Das Buch behandelt die Rolle der Militärs in der Endphase der Geschichte der UdSSR. Der Autor untersucht, wie der letzte Generalsekretär der Kommunistischen Partei der Sowjetunion versuchte, die Rolle der Militärs zu schwächen, um vor allem dringend notwendige Wirtschaftsreformen durchzusetzen. Beschrieben wird, wie Gorbačev seine Machtbasis schuf, Macht ausübte und die Militärs sukzessive Macht und Einflussmöglichkeiten verloren. Der Verfasser zeigt dies am Beispiel verschiedener militärischer Institutionen auf und macht deutlich, dass schon die zunehmende Einbeziehung ziviler Experten in den militärisch-politischen Entscheidungsprozess - zum Beispiel bei den Abrüstungsverhandlungen - das frühere Monopol der Militärs bei der Zulieferung von Informationen beseitigte.

Auch die vergeblichen Versuche der sowjetischen Führung, eine wirkliche Rüstungskonversion in Angriff zu nehmen, werden in diesem Werk dargelegt. Schließlich zeigte der August-Putsch von 1991, wie weit der Auflösungsprozess von militärischen Machtstrukturen schon vorangeschritten war. Ein letztes Mal versuchten damals führende Vertreter aus KGB, dem Verteidigungsministerium und dem Rüstungssektor vergeblich, das Rad der Geschichte anzuhalten bzw. zurückzudrehen.

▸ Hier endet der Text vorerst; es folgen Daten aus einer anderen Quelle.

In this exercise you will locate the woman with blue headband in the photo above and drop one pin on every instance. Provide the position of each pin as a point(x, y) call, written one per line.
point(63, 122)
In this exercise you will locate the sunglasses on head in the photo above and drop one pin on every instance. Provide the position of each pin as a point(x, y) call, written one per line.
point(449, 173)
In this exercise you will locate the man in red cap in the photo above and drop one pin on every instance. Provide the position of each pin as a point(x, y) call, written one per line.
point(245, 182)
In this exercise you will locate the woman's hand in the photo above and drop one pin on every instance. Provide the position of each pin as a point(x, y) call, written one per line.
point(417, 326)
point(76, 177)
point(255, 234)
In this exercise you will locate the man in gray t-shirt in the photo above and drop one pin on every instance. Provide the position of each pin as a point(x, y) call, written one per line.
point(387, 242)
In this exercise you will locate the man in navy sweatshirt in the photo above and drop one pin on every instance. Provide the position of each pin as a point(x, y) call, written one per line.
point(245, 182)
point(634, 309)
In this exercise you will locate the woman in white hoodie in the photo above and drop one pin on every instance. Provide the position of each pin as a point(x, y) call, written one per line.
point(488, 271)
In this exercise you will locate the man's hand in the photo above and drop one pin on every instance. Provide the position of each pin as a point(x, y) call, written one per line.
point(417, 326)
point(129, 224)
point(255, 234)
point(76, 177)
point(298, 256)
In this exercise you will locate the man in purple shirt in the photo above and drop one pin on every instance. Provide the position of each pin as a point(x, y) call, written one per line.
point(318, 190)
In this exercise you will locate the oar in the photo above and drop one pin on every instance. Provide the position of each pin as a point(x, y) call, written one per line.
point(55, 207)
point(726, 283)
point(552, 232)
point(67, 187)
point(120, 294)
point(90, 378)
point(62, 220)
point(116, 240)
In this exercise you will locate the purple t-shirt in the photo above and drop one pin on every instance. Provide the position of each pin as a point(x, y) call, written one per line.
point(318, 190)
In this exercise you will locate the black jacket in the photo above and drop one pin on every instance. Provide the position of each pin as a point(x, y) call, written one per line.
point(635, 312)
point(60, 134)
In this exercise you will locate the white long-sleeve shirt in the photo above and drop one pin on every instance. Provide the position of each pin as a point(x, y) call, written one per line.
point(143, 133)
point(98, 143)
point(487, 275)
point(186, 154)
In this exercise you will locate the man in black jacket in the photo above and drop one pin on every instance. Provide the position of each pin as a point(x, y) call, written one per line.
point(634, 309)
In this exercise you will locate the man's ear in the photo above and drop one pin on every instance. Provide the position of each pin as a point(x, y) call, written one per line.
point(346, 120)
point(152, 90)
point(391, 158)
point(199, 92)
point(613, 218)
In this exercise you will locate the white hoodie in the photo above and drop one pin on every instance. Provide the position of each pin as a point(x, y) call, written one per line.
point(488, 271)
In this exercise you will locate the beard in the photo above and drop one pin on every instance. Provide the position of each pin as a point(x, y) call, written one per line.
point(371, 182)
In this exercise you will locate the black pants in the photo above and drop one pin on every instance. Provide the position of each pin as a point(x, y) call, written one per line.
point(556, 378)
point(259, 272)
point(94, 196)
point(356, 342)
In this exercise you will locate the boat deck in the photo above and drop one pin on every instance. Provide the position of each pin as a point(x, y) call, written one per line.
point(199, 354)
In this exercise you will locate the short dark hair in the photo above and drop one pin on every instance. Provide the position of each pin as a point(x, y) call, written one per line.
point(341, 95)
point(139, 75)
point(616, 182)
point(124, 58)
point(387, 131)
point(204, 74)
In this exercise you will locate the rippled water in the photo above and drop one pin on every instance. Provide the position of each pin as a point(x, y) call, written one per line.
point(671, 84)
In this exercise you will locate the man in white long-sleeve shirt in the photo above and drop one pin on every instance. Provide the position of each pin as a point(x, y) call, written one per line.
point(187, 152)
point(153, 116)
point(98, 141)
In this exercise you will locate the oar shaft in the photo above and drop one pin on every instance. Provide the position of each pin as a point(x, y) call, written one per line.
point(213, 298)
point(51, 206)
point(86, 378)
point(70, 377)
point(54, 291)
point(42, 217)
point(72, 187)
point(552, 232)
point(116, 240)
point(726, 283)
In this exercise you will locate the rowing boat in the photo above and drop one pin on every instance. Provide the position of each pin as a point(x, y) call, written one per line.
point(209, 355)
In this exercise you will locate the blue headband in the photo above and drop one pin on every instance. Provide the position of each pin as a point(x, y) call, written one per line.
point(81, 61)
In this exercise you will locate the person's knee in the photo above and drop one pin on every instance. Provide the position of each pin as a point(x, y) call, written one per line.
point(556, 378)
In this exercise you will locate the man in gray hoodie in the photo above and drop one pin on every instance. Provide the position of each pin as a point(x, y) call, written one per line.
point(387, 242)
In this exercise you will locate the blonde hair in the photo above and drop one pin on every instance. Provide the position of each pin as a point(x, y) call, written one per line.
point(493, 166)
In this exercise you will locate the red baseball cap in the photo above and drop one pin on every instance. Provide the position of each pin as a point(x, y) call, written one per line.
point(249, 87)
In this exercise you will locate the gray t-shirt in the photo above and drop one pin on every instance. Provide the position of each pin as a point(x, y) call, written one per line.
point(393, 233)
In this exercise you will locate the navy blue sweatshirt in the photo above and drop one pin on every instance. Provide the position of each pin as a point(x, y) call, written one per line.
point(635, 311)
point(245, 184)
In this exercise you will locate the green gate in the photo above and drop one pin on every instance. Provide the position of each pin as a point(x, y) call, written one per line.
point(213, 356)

Der Autor stützt sich auf reichhaltiges, vor allem deutsches und russisches Literatur- und Quellenmaterial und wendet sich an politisch sowie historisch interessierte Leser. Das Buch ist klar und sehr verständlich geschrieben und verzichtet gänzlich auf Spekulationen. Die Arbeit ist durchwegs geprägt von einer historisch-empirischen Herangehensweise und verzichtet auf die Beschreibung politischer Theorien. Wer in diesem Themenbereich weiterarbeiten will, findet eine Menge Ansatzpunkte und Literaturangaben für weitergehende Informationen.